The Federal Union: A History of the United States to 1877
- First edition hardcover
- Authors: John D. Hicks; George E. Mowry; Robert E. Burke;
- Original title: The Federal Union: A History of the United States to 1865
- Language: English
- Subject: History
- Published: 1937 (1st ed.); 1949 (2nd ed.); 1957 (3rd ed.); 1964 (4th ed.); 1970 (5th ed.);
- Publisher: Houghton Mifflin
- Publication place: United States
- ISBN: 978-0-395-04620-3
- OCLC: 855172180

= The Federal Union =

The Federal Union: A History of the United States to 1877 (originally published as The Federal Union: A History of the United States to 1865) is history of the United States written by John Donald Hicks, George E. Mowry and Robert E. Burke. First published in 1937, it covered the period from the discovery of the Americas in 1492 to the end of the Civil War in 1865. Four revised editions followed that also covered the Reconstruction Era up to 1877, and accordingly were published with an updated subtitle. The fifth and final edition appeared in 1970.
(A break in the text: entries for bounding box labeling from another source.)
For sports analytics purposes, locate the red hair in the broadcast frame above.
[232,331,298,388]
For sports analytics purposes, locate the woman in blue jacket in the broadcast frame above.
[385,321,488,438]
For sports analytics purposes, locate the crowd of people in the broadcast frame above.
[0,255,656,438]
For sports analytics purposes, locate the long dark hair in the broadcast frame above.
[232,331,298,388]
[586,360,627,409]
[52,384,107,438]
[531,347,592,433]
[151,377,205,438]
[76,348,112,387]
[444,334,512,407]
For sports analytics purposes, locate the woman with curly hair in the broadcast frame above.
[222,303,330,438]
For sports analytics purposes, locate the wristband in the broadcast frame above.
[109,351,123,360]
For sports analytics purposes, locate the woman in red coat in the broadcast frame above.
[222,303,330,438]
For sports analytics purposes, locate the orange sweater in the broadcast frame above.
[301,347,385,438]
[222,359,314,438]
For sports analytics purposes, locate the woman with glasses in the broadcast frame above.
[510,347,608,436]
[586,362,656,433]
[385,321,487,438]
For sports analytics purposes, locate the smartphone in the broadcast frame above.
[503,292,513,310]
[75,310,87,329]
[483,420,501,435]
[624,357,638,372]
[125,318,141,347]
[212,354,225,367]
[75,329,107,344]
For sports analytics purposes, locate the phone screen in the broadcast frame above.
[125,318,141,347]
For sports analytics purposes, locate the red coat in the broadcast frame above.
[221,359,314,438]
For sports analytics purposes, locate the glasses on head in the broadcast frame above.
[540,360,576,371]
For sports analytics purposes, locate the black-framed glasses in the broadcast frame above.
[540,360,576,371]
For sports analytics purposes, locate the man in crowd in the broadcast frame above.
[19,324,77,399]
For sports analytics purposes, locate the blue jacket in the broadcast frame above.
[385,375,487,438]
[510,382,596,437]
The Federal Union was primarily written as a university-level textbook, and was published with accompanying manuals for instructors and for students. It was the first of a two-volume set. The second volume was entitled The American Nation: 1865 to the Present. An abridged one-volume edition first appeared in 1946 as A Short History of American Democracy.

The book was aimed at undergraduate students, other readers appreciated its qualities. For example, historian George Fort Milton admired Hicks's "capacity for extraordinary compression without at the same time either getting the style too bare-bones for pleasurable reading; or the facts too black-and-white for the necessary implications of gradations of gray."